Alors que le Cameroun s’enfonce dans une crise multidimensionnelle, les autorités de Yaoundé orchestrent un véritable mépris des priorités nationales. Le projet pharaonique de mobilisation « 100 000 jeunes unis derrière Paul Biya », prévu du 8 au 10 mai 2025 dans l’Extrême-Nord, cristallise l’indécence d’un pouvoir accroché à ses privilèges. Avec un budget estimé à 1,347 milliard de FCFA pour trois jours de propagande, ce machin politique symbolise l’arrogance d’une élite sourde aux souffrances d’un peuple abandonné .
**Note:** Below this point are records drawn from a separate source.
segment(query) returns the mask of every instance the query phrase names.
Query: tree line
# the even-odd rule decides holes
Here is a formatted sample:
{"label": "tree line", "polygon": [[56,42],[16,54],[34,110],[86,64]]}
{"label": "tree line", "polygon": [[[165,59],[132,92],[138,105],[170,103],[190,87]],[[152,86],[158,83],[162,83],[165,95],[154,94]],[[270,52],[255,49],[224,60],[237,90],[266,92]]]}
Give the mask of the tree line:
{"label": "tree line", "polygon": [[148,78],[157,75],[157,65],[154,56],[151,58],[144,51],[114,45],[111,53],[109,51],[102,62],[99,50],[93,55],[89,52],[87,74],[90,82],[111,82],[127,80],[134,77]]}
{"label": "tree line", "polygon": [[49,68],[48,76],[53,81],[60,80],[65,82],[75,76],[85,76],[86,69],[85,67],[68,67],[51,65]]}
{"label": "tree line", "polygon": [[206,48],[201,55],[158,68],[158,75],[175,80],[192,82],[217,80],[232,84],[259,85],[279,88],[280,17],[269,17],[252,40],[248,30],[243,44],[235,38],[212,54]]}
Un budget obscène dans un pays en lambeaux

Pendant que des millions de Camerounais luttent pour survivre sans eau potable, électricité, ou écoles dignes de ce nom, le régime Biya dépense sans compter pour acheter une légitimité érodée. Dans l’Extrême-Nord, région marginalisée depuis des décennies, les organisateurs promettent un « show » de soutien au président, dont le parti, le RDPC, peine à masquer ses divisions internes . Pourtant, cette même région est rongée par la famine, l’insécurité, et des infrastructures en ruine – un tableau dénoncé par la jeunesse locale, qui exige des « microprojets utiles plutôt que des slogans politiques » .

Les critiques fusent : « Pourquoi ne pas lancer l’opération 100 000 actes de naissance ou 10 000 tables-bancs ? », interrogent des acteurs de la société civile, rappelant que 47 % des enfants de la région n’ont pas d’état civil . Un contraste saisissant avec les promesses de Biya, qui, dans son discours de fin d’année 2024, vantait des projets miniers et agro-industriels toujours invisibles sur le terrain.

Le vieux Lion a t-il encore le contrôle de son appareil ?

Misère institutionnalisée, colère populaire

Le Cameroun est un pays où les immondices envahissent les rues, où les hôpitaux manquent de médicaments, et où les coupures d’électricité sont érigées en norme. Les régions du Grand-Nord, pourtant présentées comme des bastions électoraux du régime, sont les premières victimes de cette incurie. « Nous sommes abandonnés depuis 40 ans », clame Inoussa Moussa, porte-parole de la Jeunesse Solidaire du Grand-Nord, dénonçant une « paupérisation organisée » .

Pendant ce temps, Yaoundé cultive l’opacité. Le budget 2024, censé prioriser la « cohésion sociale » et la reconstruction des zones en crise, reste lettre morte dans le Nord-Ouest et l’Extrême-Nord, pourtant cités dans les directives présidentielles . Les fonds publics, détournés ou gaspillés, alimentent un système clientéliste où les « politiciens véreux » – pour reprendre l’expression du ministre Paul Atanga Nji – musèlent toute opposition .

Répression et diversion : les armes d’un pouvoir moribond

Face à la grogne, le régime répond par la menace. Le ministre de l’Administration Territoriale, Paul Atanga Nji, multiplie les avertissements contre les « irresponsables » qui osent critiquer le pouvoir, tandis que des figures de l’opposition comme Maurice Kamto sont criminalisées . Albert Ndzongang, conseiller de Kamto, résume l’atmosphère : « Vous n’aurez pas assez de prisons pour nous tous » .

La mascarade du 10 mai s’inscrit dans cette logique de diversion. Alors que des dignitaires du RDPC, comme Cavaye Yeguie Djibril, tentent de légitimer l’événement, des faux communiqués et des démentis trahissent les fractures au sein du parti . Une stratégie risible, alors que la population, exsangue, ne croit plus aux miracles électoraux.

L’heure des comptes

Le projet de manifestation à Maroua n’est pas qu’un scandale financier – c’est le symptôme d’un État en déliquescence. Alors que Biya, 92 ans, se projette dans un huitième mandat, les Camerounais paient le prix d’un système où la corruption et l’impunité sont érigées en mode de gouvernance. La jeunesse, instrumentalisée pour des parades politiques, exige désormais des actes : écoles, hôpitaux, emplois.

Dans un pays où 60 % de la population vit sous le seuil de pauvreté, dépenser des milliards pour une mise en scène électorale relève de la provocation. Comme le souligne un activiste : « Ce régime est une catastrophe. La vraie révolution sera celle des urnes en octobre » . Reste à savoir si le peuple, étouffé mais résistant, parviendra à tourner la page de 43 ans de « renouveau » factice.

Cet article s’appuie sur des témoignages locaux et des rapports documentés, reflétant l’urgence d’un sursaut national face à l’indifférence des élites.